Clinical Signs in Neurology by Campbell William W.;

Clinical Signs in Neurology by Campbell William W.;

Author:Campbell, William W.;
Language: eng
Format: epub
Publisher: Wolters Kluwer Health
Published: 2016-03-06T16:00:00+00:00


Jackson’s compression test: See Spurling’s maneuver.

Jargon aphasia: Speech rendered unintelligible by paraphasias and neologisms, also described as word salad.

Jaw deviation: Movement of the mandible to one side on opening. Unilateral trigeminal motor weakness causes deviation of the jaw toward the weak side on opening, due to the unopposed action of the contralateral lateral pterygoid. The jaw deviates toward the weak side (see Fig. J.1). Whether this is toward or away from the lesion depends on the specifics of the lesion. Careful observation of jaw opening is often the earliest clue to the presence of an abnormality. It is occasionally difficult to be certain whether the jaw is deviating or not.

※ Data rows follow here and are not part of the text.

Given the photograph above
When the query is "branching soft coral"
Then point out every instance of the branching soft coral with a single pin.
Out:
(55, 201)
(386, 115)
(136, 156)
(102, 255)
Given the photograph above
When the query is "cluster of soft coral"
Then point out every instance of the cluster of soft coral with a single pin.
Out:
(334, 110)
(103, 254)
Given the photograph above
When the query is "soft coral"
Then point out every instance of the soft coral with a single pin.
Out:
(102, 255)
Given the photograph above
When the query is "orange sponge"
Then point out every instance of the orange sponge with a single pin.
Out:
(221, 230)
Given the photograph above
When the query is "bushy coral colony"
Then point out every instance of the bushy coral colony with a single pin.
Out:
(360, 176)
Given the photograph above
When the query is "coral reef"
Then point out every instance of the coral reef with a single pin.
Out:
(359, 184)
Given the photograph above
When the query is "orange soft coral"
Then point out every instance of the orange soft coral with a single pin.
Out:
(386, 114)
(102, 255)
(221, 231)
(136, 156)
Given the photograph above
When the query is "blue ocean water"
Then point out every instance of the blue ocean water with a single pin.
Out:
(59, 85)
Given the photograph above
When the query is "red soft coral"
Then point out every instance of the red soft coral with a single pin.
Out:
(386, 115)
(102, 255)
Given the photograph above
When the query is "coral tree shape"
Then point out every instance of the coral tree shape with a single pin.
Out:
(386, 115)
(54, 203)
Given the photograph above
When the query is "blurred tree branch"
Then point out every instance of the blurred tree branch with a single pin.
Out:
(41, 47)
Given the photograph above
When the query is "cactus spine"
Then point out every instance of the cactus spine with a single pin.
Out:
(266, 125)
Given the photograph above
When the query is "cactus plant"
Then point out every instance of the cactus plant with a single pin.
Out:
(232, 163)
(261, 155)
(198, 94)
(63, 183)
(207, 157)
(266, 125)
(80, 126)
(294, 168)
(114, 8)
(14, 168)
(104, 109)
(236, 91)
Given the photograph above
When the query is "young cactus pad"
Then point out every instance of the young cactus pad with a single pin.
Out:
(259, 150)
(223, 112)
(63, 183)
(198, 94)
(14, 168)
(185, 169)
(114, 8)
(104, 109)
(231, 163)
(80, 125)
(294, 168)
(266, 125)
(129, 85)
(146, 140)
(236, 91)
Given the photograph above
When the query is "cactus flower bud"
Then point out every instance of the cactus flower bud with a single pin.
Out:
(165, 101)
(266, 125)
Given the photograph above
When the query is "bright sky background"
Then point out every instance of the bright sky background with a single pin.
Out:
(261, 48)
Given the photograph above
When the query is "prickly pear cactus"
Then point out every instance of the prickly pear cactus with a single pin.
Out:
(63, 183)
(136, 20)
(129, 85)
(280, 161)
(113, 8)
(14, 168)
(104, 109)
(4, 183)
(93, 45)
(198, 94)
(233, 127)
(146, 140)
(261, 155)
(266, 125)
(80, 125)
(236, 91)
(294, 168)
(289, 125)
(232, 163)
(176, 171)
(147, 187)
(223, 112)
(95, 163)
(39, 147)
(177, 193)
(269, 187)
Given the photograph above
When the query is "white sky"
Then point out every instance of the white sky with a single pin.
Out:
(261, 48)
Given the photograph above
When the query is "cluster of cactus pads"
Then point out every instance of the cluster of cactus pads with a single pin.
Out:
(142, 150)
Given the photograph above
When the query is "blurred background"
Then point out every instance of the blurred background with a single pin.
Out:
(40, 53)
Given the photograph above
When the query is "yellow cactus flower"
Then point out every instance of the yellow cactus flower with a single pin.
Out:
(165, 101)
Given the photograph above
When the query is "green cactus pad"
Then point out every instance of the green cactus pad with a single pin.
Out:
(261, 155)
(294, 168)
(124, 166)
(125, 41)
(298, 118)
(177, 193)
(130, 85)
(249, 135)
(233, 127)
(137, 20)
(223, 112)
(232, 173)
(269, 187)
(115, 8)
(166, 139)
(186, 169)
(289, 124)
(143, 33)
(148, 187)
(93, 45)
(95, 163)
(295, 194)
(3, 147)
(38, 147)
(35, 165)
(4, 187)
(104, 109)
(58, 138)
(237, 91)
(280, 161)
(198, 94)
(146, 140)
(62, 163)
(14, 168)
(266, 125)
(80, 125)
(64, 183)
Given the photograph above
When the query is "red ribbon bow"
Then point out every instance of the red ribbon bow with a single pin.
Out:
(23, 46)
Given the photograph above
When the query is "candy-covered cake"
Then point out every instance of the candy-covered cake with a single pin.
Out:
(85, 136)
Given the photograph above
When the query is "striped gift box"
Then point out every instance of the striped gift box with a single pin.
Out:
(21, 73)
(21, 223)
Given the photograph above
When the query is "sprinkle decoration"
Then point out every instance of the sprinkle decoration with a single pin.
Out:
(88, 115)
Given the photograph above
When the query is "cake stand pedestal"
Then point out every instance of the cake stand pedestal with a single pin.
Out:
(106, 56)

The relationship of the midline notch between the upper and lower incisor teeth is a more reliable indicator than lip movement. The tip of the nose and the interincisural notches should line up. A straightedge against the lips can help detect deviation. Another useful technique is to draw a vertical line across the midline upper and lower lips using a felt-tip marker. Failure of the two vertical marks to match when the jaw is opened indicates deviation. With unilateral weakness, on moving the jaw from side to side the patient is unable to move the jaw contralaterally. With facial weakness, there may be apparent deviation of the jaw, and of the tongue, because of the facial asymmetry. Holding up the weak side manually sometimes eliminates the pseudodeviation.

Other techniques for examining trigeminal motor function include having the patient protrude and retract the jaw, noting any tendency toward deviation; and having the patient bite on tongue depressors with the molar teeth, comparing the impressions on the two sides and comparing the difficulty of extracting a tongue depressor held in the molar teeth on each side.

Unilateral weakness of CN V–innervated muscles generally signifies a lesion involving the brainstem, Gasserian ganglion, or the motor root of CN V at the base of the skull. Severe bilateral weakness of the muscles of mastication with inability to close the mouth (dangling jaw) suggests motor neuron disease, a neuromuscular transmission disorder, or a myopathy. With significant atrophy of one masseter, a flattening of the jowl on the involved side may be apparent. Temporalis atrophy may cause a hollowing of the temple. Because of bilateral innervation, unilateral UMN lesions rarely cause significant impairment of trigeminal motor function, although there may be mild, transitory unilateral weakness.